В вагоне мы успокоились, пейзаж был уже привычен, пассажиры выглядели почти знакомыми. Напротив нас сидела мулатка необычайной красоты. Ах, видели бы вы ее! Вся в золоте: в ушах, на шее, на запястьях, в ноздрях. Одежда, разумеется, была национальной, на голове тысяча косичек, а сверху тюрбан из оранжевого шелка.
На следующей остановке среди прочих в вагон вошел мужчина лет сорока, может быть, чуть больше. Это был мой любимый типаж, который так никогда и не ответил мне взаимностью: высокий, стройный, синеглазый, с лицом сухим и интеллектуальным. Нет, правда обидно, что даже в расцвете так называемой красоты я никогда ни в сексуальном плане, а также ни в каком прочем не представляла для них — с лицами сухими и интеллектуальными — интереса. Он прошел в вагон и сел сзади нас.
Я опять принялась созерцать мулатку.
— Это же сколько времени надо потратить, чтобы заплести эти косички?
— Сейчас это очень модно. Но не переживай за потраченное на прическу время. Не исключено, что это просто парик.

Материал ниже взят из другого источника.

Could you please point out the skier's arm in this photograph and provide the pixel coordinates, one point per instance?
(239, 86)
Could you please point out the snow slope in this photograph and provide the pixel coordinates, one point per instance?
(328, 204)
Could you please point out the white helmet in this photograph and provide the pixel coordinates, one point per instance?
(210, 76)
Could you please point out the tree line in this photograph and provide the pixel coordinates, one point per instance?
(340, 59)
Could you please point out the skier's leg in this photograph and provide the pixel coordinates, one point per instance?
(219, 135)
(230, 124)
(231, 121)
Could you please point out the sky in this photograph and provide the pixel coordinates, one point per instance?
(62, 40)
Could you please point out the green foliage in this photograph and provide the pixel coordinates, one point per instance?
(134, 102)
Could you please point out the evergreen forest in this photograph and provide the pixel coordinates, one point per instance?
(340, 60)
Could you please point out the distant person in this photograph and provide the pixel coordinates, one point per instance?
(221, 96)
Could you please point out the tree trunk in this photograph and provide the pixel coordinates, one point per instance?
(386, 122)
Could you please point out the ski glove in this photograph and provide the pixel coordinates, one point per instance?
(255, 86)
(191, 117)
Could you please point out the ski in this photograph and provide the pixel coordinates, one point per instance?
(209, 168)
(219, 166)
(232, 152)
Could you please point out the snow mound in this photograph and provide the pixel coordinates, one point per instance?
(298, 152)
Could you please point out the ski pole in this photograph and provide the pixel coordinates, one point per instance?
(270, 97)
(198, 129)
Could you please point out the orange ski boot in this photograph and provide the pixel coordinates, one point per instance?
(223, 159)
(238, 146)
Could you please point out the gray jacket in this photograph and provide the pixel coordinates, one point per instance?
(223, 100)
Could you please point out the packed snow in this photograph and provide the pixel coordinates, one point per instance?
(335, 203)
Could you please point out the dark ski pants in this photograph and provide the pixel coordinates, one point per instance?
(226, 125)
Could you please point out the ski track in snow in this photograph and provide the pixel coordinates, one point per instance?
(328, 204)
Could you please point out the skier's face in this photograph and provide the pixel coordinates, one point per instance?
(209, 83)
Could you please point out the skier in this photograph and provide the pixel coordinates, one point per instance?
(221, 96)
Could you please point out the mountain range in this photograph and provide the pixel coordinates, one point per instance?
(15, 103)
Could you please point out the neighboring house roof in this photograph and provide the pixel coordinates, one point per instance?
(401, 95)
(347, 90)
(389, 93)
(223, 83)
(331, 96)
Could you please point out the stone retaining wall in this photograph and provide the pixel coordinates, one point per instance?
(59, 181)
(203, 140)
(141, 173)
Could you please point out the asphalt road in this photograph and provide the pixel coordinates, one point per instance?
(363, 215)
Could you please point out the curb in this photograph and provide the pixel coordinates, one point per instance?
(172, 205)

Как уже было говорено, мы обсуждали мулатку не шепотом, а обычным голосом, стараясь только не смотреть на нее в упор. Я продолжала развивать тему, интересуясь у Алисы, натуральный ли шелк использовала наша визави для своего тюрбана, на головной убор должно было пойти никак не меньше четырех метров, как вдруг не к месту подоспевший внутренний голос, почему-то мужской, сказал внятно: «Идиотизм…» — и в довершение всего вздохнул. Я замерла, вслушиваясь в себя, никакого идиотизма, натуральный шелк очень дорогой, из него можно было блузку сшить, а не наматывать себе на голову, как махровое полотенце. И тут я поняла, что русское слово произнес кто-то из рядом сидящих.
Я оглянулась и увидела, что синеглазый читал «Известия».
Со мной уже приключалось подобное в Париже. В музее Орсе меня совершенно потрясли импрессионисты, тем более что последние двадцать лет я их не любила, у меня были другие кумиры. Я даже репродукции импрессионистов не рассматривала. А здесь буквально залипла на Мане, потом на Сислее. И какой здесь Ван Гог! А Дега… мой покойный муж просто обожал голубых балерин и курильщиков Сезанна.
И вот я стою около Сислея, пялюсь на влажный деревенский пейзаж, рассматриваю детали и силюсь прочитать табличку, как вдруг в голове родилось слово: «Наводнение». Господи, неужели я сама по наитию перевела название? Потом оглянулась и поняла, что две дамы ходят по залу и негромко разговаривают по-русски, наверное, одна другой переводит.
Все, баста! Пассажиров в вагоне мы больше обсуждать не будем. Есть куда более достойные темы, например аббатство Клюни. Я достала путеводитель, и мы с Алисой с жаром принялись обсуждать достоинства и недостатки средневековой живописи.